Simona Sarafinovska
Program: Neurosciences
Current advisor: Joseph D. Dougherty, PhD
Undergraduate university: Columbia University
Research summary
One great challenge in neuroscience is connecting molecular and cellular phenotypes to behavioral consequences. Research has traditionally been siloed—either focusing on molecular/cellular investigations or behavioral studies, with limited integration between these levels. Throughout my dissertation, I have addressed this fundamental divide by defining the neuronal substrates that drive behavioral differences in social domains through four interconnected studies using mouse models.
My research developed a novel social operant conditioning paradigm that simultaneously quantifies two distinct components of social motivation: effort expended to access a social partner (social reward seeking) and concurrent social orienting. The assay demonstrated that social motivation is a stable individual trait across multiple tests and revealed significant sex differences. Validation with autism-relevant Shank3B mutants showed reduced social orienting and compromised social reward seeking, while manipulating the oxytocin system through receptor antagonism decreased social motivation.
Using cutting-edge single-nucleus RNA-sequencing to profile almost 140,000 nuclei from the tuberal hypothalamus and adjacent thalamus in mice assessed for social motivation, we established that molecular activation patterns predict behavior across individuals. Specifically, activation of paraventricular Agtr1a+ neurons predicted reduced social behavior, with subsequent pharmacological inhibition using FDA-approved telmisartan improving social orienting. We demonstrated that natural variation in neuronal proportions significantly influences adult social behavior even among genetically identical individuals. Chemogenetic inhibition of Nxph4+ neurons in the posterior and lateral hypothalamus suppressed multiple aspects of social motivation.
To address methodological challenges in understanding individual variability in behavioral outcomes, we developed an inducible Calling Cards (iCC) technology. Our observation that social motivation functions as a stable individual trait prompted us to investigate the developmental events that differentiate between highly and lowly socially motivated animals. This investigation required a novel tool capable of recording transcriptional states prior to behavioral assessment. We tested two transcription factor-based strategies by developing two mouse lines: Jun-iCC to capture neural activity-dependent gene expression, and Sp1-iCC to profile actively transcribed regions. Despite limitations, this work establishes important groundwork for future development of temporally controlled molecular recording methods.

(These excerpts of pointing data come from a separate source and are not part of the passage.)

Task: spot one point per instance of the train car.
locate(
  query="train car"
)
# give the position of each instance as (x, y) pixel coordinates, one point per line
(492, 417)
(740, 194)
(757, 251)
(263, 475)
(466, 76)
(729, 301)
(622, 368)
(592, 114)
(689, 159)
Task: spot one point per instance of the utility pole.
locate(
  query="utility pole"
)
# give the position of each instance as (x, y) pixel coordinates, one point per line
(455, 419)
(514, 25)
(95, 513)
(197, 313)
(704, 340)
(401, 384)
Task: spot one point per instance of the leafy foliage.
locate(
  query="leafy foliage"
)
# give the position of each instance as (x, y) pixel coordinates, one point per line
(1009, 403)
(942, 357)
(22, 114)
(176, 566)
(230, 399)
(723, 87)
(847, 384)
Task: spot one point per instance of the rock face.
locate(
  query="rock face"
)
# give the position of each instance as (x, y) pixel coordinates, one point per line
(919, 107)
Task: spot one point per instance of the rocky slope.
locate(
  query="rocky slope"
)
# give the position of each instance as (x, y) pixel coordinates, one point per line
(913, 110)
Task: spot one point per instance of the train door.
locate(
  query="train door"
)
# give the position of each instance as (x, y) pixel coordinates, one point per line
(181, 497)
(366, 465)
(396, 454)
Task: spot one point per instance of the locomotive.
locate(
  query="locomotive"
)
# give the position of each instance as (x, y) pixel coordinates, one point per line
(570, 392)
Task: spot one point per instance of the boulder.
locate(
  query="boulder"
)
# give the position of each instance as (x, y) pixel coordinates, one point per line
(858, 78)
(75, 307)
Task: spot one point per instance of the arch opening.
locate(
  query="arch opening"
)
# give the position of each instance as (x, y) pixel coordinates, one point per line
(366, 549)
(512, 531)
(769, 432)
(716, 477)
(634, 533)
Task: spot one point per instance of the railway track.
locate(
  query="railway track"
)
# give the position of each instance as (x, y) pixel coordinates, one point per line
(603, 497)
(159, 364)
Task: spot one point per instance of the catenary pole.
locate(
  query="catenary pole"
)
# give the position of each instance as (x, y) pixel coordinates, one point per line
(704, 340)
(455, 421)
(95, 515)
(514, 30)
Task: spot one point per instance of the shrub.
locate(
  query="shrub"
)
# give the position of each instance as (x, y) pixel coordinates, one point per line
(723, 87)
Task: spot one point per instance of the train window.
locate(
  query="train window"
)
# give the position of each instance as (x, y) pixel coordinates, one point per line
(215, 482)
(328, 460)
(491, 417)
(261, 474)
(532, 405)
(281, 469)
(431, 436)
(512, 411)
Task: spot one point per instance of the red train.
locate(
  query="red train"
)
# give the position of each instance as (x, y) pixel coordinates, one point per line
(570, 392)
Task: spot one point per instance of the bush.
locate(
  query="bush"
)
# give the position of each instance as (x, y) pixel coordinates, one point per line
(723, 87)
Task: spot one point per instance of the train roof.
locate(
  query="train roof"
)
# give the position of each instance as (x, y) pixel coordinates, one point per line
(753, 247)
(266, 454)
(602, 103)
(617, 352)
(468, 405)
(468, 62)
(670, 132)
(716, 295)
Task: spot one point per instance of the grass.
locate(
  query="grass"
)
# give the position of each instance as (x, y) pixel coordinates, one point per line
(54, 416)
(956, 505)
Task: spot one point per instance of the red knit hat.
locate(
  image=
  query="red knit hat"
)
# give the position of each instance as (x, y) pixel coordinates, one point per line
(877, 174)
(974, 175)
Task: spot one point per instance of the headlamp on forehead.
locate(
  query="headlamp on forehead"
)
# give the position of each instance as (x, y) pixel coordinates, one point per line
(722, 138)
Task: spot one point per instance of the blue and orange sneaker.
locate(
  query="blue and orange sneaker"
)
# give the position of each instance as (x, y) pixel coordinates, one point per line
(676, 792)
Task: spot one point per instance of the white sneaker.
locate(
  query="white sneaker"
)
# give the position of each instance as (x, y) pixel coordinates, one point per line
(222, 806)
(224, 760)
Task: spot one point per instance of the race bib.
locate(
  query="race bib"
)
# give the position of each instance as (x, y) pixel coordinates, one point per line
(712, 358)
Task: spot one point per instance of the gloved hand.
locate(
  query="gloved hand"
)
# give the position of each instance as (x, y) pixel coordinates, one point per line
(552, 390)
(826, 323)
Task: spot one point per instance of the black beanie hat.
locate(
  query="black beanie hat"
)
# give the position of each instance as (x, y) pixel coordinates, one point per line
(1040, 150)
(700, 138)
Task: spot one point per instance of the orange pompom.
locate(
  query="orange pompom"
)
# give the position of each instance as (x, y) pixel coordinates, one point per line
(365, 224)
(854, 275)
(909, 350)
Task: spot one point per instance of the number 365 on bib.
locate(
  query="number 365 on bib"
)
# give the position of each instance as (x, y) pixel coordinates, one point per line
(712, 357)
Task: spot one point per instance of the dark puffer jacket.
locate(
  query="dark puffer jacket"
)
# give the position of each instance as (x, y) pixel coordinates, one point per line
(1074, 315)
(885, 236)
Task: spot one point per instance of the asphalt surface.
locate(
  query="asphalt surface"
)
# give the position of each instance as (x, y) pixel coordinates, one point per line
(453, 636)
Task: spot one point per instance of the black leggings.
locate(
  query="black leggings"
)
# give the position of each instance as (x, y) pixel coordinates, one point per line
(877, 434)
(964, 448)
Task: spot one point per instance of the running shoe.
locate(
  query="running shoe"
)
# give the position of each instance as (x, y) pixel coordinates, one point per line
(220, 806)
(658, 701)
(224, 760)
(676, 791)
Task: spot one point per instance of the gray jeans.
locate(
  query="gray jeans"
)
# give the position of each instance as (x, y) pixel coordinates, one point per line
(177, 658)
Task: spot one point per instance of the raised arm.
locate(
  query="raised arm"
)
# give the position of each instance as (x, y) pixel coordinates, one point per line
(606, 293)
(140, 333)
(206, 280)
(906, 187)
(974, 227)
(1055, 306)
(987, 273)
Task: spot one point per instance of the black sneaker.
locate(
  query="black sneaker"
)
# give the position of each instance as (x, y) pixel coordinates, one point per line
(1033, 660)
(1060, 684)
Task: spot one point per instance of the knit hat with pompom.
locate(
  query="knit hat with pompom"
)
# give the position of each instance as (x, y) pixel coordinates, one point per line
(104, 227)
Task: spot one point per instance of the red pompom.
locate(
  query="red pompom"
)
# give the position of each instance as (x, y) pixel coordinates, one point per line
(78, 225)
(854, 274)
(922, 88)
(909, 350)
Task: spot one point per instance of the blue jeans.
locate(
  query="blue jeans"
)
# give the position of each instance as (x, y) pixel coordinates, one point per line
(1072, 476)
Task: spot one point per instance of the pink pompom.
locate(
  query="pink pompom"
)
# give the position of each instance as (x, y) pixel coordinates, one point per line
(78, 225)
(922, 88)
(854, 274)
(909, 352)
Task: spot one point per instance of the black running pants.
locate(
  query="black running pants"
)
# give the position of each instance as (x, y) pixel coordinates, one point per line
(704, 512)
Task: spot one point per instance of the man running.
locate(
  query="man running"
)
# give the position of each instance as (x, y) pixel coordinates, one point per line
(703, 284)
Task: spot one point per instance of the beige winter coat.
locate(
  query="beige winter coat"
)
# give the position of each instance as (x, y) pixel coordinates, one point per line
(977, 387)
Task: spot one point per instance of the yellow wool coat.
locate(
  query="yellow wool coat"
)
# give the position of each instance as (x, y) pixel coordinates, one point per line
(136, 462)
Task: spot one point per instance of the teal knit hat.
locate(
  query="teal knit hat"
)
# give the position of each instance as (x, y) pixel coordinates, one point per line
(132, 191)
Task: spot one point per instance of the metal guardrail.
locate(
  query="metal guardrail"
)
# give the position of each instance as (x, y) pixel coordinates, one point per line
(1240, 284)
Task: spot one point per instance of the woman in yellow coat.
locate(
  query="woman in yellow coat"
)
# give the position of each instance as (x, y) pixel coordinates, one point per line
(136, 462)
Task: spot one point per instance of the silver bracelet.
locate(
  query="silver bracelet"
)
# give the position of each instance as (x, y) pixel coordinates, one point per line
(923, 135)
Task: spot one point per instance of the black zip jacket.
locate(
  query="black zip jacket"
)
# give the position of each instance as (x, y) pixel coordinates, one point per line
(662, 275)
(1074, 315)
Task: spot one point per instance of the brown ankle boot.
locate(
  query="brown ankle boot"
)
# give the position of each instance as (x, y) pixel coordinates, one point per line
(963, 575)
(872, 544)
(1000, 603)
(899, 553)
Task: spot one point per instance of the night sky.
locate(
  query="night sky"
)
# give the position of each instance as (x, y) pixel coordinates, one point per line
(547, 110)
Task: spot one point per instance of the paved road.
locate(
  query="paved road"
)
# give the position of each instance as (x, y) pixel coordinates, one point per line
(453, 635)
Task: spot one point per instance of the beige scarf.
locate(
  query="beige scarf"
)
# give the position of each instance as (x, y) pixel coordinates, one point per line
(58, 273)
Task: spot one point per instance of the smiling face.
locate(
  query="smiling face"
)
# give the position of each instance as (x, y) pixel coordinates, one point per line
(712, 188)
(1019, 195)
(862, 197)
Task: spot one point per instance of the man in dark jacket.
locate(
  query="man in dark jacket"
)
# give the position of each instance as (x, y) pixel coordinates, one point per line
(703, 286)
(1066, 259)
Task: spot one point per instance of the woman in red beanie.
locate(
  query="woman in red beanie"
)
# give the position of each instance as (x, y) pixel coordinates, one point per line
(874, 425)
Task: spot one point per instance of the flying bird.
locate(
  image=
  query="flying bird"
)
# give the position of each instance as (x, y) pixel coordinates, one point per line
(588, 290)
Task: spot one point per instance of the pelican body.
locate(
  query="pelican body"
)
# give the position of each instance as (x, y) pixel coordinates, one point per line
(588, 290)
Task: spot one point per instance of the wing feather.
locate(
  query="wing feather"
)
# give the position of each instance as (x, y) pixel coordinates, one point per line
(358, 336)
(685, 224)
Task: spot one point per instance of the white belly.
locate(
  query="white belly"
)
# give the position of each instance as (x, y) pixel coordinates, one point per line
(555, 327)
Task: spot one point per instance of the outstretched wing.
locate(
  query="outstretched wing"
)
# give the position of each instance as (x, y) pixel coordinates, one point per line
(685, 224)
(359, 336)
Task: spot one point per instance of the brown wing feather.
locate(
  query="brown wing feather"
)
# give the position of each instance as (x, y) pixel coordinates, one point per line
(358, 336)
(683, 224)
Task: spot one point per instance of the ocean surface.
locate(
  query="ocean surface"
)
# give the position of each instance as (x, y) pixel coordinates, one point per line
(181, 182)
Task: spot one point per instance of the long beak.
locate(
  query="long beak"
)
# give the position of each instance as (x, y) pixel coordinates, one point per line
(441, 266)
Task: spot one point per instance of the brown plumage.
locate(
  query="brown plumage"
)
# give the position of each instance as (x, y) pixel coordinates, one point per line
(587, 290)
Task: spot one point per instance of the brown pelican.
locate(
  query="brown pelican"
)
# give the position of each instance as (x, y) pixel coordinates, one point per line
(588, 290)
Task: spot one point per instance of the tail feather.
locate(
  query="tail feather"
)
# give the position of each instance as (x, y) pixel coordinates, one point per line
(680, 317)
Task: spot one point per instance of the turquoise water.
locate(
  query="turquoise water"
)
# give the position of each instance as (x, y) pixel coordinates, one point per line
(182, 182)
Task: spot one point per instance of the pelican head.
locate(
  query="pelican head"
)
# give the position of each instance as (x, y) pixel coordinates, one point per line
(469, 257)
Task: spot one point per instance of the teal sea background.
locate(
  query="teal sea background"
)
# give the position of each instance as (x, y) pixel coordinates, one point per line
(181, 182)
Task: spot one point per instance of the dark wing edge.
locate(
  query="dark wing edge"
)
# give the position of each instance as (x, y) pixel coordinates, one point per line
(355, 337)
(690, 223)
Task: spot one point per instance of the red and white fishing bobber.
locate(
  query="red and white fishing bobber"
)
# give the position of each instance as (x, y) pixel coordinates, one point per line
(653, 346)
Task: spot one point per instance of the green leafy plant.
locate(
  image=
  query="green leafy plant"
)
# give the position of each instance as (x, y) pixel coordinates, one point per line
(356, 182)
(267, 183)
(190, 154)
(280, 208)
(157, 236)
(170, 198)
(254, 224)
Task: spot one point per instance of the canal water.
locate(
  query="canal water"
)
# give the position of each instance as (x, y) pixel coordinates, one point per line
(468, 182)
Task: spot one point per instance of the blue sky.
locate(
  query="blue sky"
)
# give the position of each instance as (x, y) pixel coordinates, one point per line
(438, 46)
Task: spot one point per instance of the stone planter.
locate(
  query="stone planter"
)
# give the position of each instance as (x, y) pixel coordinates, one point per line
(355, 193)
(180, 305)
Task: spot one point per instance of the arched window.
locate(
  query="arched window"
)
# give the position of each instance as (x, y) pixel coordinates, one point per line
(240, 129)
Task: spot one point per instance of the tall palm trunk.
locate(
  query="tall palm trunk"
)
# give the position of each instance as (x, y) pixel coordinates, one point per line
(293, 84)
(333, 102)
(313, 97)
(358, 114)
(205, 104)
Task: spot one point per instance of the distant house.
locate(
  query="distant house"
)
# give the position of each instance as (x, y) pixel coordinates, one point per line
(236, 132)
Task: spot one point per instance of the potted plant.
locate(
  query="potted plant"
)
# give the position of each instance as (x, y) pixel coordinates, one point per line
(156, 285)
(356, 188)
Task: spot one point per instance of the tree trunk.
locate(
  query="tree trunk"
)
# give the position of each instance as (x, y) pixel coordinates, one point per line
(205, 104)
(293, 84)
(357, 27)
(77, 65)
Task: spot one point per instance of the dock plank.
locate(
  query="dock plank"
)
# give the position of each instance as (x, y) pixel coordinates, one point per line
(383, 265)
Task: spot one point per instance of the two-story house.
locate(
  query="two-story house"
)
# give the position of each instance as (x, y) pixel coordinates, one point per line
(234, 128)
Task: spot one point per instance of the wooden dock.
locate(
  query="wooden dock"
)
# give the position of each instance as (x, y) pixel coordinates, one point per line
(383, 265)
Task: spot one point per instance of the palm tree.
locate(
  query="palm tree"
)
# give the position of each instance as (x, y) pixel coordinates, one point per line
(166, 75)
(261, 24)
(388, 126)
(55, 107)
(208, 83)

Together, these studies form a comprehensive investigation of the developmental, neurobiological, and methodological dimensions of social behavior. By bridging multiple levels of analysis—from single-cell molecular signatures to complex behavioral paradigms—this work provides new insights into the biological underpinnings of social motivation with significant potential implications for understanding conditions characterized by social deficits, including autism spectrum disorder, schizophrenia, social anxiety, and depression.
Graduate publications
Maloney SE, Sarafinovska S, Weichselbaum C, McCullough KB, Swift RG, Liu Y, Dougherty JD. 2023 A comprehensive assay of social motivation reveals sex-specific roles of autism-associated genes and oxytocin. Cell Rep Methods, 3(6):100504.
Yen A, Mateusiak C, Sarafinovska S, Gachechiladze MA, Guo J, Chen X, Moudgil A, Cammack AJ, Hoisington-Lopez J, Crosby M, Brent MR, Mitra RD, Dougherty JD. 2023 Calling Cards: A Customizable Platform to Longitudinally Record Protein-DNA Interactions Over Time in Cells and Tissues. Curr Protoc, 3(9)::e883.
Lagunas T Jr, Plassmeyer SP, Fischer AD, Friedman RZ, Rieger MA, Selmanovic D, Sarafinovska S, Sol YK, Kasper MJ, Fass SB, Aguilar Lucero AF, An JY, Sanders SJ, Cohen BA, Dougherty JD. 2023 A Cre-dependent massively parallel reporter assay allows for cell-type specific assessment of the functional effects of non-coding elements in vivo. Commun Biol, 6(1):1151.
Minakova E, Sarafinovska S, Mikati MO, Barclay KM, McCullough KB, Dougherty JD, Al-Hasani R, Maloney SE. 2021 Ontogenetic Oxycodone Exposure Affects Early Life Communicative Behaviors, Sensorimotor Reflexes, and Weight Trajectory in Mice. Front Behav Neurosci, 15():615798.